It has less starch and more fibre than rice and more and more scientific evidence is suggesting that both wheat and rice came from millet which is more resistant and can grow in places where the two fail.
The tools used to process these grains in China were also similar and in some cases identical to those used in Africa, particularly sub-Sahara.
For example, China has a traditional grain pounding mortar called yanbo while the pestle is yanchu.
In ancient times, the mortar was made out of wood and resembles the Zimbabwean duri and mutswi in all respects.
These tools are still used in some parts of rural China in the same way as they are used in some parts of rural Zimbabwe.
Modifications have also been made for the modern kitchen with smaller grain pounding mortars and pestles found in the form of hardwood or stone, for the purpose of crushing spices such as cumin.

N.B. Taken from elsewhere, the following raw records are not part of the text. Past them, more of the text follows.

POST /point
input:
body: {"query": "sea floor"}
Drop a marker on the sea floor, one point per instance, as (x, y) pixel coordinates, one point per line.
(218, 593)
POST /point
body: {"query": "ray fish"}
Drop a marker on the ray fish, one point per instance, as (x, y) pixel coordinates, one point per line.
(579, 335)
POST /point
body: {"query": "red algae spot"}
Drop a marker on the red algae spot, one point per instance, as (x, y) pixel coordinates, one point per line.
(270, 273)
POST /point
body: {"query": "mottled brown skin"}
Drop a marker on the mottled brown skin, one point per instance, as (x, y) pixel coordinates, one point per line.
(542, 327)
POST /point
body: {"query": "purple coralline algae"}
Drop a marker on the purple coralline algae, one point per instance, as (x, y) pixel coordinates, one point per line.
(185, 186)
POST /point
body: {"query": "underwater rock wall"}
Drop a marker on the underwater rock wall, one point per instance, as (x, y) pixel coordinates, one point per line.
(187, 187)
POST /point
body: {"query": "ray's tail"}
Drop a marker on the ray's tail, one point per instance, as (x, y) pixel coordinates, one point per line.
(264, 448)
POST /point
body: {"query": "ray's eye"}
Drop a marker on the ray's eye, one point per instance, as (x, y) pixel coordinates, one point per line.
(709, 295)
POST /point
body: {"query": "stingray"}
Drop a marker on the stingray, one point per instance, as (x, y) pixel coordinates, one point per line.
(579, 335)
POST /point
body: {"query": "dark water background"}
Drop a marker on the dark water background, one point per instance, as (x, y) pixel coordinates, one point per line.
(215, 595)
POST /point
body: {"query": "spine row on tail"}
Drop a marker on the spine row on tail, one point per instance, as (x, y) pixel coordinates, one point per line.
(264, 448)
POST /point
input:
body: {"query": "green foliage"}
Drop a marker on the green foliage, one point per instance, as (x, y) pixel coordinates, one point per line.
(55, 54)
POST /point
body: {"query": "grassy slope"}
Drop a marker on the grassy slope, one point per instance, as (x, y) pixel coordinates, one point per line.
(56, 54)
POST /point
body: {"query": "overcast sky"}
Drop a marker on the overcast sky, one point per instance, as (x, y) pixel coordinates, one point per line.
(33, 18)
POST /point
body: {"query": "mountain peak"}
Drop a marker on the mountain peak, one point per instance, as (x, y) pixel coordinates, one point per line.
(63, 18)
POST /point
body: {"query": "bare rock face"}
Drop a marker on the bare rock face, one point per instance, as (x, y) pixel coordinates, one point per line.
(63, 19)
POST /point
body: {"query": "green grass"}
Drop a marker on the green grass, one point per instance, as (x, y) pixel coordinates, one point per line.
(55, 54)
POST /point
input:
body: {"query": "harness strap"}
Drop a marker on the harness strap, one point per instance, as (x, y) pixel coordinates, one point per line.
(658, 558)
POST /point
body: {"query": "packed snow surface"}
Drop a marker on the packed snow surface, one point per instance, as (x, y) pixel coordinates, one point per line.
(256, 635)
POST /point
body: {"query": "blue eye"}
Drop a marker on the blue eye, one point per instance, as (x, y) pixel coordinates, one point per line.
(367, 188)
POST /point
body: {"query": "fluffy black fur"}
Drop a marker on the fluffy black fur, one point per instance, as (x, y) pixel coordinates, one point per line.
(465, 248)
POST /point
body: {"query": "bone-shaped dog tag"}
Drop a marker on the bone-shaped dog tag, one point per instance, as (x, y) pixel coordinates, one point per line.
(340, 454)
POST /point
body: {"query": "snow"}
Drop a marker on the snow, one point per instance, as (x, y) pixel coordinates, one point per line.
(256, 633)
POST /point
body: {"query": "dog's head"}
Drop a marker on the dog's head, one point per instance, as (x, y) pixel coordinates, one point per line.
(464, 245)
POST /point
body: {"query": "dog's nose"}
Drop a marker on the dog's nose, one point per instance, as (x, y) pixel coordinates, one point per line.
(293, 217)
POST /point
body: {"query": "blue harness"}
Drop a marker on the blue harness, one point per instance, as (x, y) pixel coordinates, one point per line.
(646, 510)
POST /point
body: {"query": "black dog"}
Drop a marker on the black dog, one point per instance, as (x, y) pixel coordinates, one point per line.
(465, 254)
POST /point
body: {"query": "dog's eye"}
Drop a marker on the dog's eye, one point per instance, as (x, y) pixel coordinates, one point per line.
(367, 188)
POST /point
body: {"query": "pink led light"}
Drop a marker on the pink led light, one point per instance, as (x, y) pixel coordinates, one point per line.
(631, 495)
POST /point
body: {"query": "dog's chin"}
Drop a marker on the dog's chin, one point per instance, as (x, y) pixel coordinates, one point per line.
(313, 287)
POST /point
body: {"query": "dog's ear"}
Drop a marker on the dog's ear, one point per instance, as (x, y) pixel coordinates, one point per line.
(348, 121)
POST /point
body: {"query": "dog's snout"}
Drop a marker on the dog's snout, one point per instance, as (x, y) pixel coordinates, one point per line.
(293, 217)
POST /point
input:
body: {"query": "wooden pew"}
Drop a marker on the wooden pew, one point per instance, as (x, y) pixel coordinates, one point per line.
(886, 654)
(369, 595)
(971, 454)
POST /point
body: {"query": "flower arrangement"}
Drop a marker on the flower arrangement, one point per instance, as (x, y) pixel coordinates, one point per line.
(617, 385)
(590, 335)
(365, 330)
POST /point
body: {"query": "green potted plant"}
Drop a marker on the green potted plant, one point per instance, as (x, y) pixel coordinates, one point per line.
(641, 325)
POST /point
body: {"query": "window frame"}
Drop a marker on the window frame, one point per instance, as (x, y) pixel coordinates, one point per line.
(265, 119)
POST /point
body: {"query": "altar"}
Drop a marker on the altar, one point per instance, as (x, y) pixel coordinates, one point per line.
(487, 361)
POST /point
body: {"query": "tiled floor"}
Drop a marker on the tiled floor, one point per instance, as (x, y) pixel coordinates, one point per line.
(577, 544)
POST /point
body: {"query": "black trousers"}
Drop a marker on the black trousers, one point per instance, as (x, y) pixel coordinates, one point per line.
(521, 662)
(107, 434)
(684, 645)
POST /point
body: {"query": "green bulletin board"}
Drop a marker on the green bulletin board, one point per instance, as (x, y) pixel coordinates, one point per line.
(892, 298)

After crushing the grain, the ancient Chinese used flat baskets for winnowing which they called lanboji or zhulanboji if made of bamboo strips. This is the rusero that can still be found in Zimbabwe and is often used in the rural areas. The rural parts of China continue to use this tool. Its material and weaving technique is in no way different to that of the Zimbabwean rusero.
The Chinese use it for the same reasons of separating the grain from the chaff and they also make use of the wind whilst doing so.
Besides this, in Fujian, the lanboji is used to prepare steamed rice pulp flat cakes called bojiban.
The Chinese rusero is also used as a cover when preparing steamed stuffed buns called baozi which are eaten daily by most Chinese people for breakfast.
The early Chinese used baked clay pots called niguo to prepare their meals. These niguo are what we call hari in Zimbabwe.
To this day, broken clay pots from long back are still being found, reconstructed, preserved and displayed in Chinese museums.
These predated the ceramics that earned the name china because they were typically Chinese.
But the niguo of ancient times, like the hari, had earthen colours ranging from brown to black and was void of paintings.
Such similarities between early China and traditional Africa paint the picture of the inhabitants of both lands having the same roots, culture and technology.
The differences we see between us and the modern Chinese are owed to distance and time.
They are also owed to the coming of foreign groups to the region and the consequential drop in numbers of the pioneering fathers of the Chinese nation.
However, the contemporary Chinese uphold their history and heritage, and through so doing, such discoveries of the black presence in ancient China have been made possible.